RSN is a multi-stage network architecture for 2D

human pose estimation (Figure 5). The network

cascades multiple residual steps to progressively

refine and optimize the prediction of keypoints. Each

RSN module in a residual step shares similarities with

ResNet in its overall structure, but differs from

ResNet in the structure of its component units. The

RSN module consist of multiple Residual Steps

Blocks (RSBs), which divide the input features into

four branches, each with a different number of 3×3

convolutional layers (ranging from zero to three).

Through the dense connected structure of these

branches and 3×3 convolutional layers, the overall

network has access to a wide range of receptive fields,

making it well-qualified to learn delicate

representations of the features, as well as capturing

information about the features at a variety of different

scales. In addition, RSN introduces supervised

signals in the middle of each residual stage, allowing

the network to learn meaningful feature

representations at different stages.

Figure 5: Residual Steps Network (RSN) architecture (Li et

al., 2019).

After RSN undergoes feature fusion within the

RSB and in each residual step, features at different

levels are fused together, which contain both low-

level precise local information and high-level global

information. These features contribute differently to

the final prediction results. To solve this problem,

RSN proposes an efficient attention mechanism, the

pose refine machine (PRM), to weight between the

local and global representations of the output features

to further refine the location of the keypoints, and

ultimately output the keypoint heatmap.

4 EXPERIMENTS

4.1 Test Dataset

To evaluate the proposed human pose estimation

variants in real sports scenarios, we used 15 rugby

game video clips, that were approved by the ethics

committees of Tokyo Medical and Dental University

and Tokyo Institute of Technology. From these clips,

we manually identified 16 significant impact events.

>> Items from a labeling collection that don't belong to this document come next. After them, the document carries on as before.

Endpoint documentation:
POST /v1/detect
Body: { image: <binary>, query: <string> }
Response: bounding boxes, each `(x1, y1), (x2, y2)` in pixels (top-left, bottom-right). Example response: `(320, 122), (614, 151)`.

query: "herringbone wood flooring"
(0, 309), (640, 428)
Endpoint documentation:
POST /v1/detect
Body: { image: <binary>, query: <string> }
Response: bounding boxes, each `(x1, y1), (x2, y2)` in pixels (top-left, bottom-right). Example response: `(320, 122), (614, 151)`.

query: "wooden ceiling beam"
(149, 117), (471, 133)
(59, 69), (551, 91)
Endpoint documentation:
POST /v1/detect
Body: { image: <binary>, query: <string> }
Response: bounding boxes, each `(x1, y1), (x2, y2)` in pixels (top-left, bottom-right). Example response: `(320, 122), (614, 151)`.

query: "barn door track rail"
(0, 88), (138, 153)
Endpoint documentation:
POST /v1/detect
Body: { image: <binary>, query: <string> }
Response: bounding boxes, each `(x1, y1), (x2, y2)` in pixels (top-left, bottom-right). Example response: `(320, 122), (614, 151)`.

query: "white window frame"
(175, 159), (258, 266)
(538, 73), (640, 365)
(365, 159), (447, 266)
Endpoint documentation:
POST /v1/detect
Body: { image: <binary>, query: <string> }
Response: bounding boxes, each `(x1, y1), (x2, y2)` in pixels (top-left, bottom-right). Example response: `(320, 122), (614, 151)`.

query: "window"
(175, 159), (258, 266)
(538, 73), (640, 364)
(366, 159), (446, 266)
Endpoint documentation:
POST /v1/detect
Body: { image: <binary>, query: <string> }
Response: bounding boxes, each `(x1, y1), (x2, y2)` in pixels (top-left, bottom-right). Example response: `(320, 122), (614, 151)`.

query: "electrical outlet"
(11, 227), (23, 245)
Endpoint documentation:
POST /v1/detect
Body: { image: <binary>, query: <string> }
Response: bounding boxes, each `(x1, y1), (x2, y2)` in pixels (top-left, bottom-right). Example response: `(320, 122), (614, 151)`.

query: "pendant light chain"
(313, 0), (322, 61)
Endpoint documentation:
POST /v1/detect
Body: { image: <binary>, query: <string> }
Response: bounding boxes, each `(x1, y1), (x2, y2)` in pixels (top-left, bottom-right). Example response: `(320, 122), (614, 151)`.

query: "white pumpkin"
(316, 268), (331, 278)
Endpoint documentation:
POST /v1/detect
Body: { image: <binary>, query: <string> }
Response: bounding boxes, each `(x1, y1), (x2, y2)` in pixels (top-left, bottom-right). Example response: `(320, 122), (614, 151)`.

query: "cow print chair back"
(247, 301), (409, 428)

Each event included 21 consecutive frames: 10 pre-

impact, 1 impact, and 10 post-impact frames, totaling

336 impact-related frames, within which 218 target

persons were detected and tracked. After data

cleaning, our final multi-person pose dataset

comprised 3,521 frames.

To create a reference standard for our study, we

undertook a two-step process. First, we manually

labeled 17 keypoints for each athlete in every frame,

ensuring consistency with COCO dataset definitions.

Subsequently, we lifted these 2D keypoint

coordinates to 3D space using our transformer-based

model, creating a comprehensive 3D representation

of each pose. These manually labeled and 3D-lifted

coordinates serve as the ground truth for our analysis.

4.2 Evaluation Metrics

We evaluated each 3D human pose estimation variant

model using three key metrics: Mean per Joint

Positional Error (MPJPE), Procrustes analysis

MPJPE (P-MPJPE), and Mean per Joint Velocity

Error (MPJVE). MPJPE (Ionescu et al., 2013)

measures absolute positional accuracy by calculating

the average Euclidean distance between ground truth

and predicted joint positions. This metric can be used

to evaluate the keypoint localization performance of

models in the context of rapid movements by

assessing the resilience to motion instability, complex

postures, partial occlusions, and background

interference. P-MPJPE (Martinez et al., 2017)

provides a normalized accuracy assessment by

aligning the estimated 3D pose with the ground truth

before error calculation, allowing a fair comparison

of pose estimates at different scales and orientations.

This metric can be used to assess the proficiency of

the model in capturing the overall pose structure and

serves as a key indicator of its ability to interpret

complex postures and adapt to diverse camera

perspectives. MPJVE (Pavllo et al., 2019) employs

the first-order derivative of MPJPE to assess the

temporal smoothness of predicted results. This metric

is particularly crucial for video-based quantification

of head impact velocities, for which consistency in

icSPORTS 2024 - 12th International Conference on Sport Sciences Research and Technology Support

motion estimation is of paramount importance. These

metrics collectively provide a comprehensive

evaluation of both positional accuracy and temporal

consistency in real-world scenarios, especially for

head impact events in complex sports settings.

4.3 Statistical Analysis

We conducted statistical analyses on the MPJPE, P-

MPJPE, and MPJVE error samples for the four model

variants to identify pairwise significant differences in

performance. Our analysis process began with a

Shapiro-Wilk test to check for normal distribution in

all sample groups, followed by Levene's test to assess

variance consistency between comparison groups.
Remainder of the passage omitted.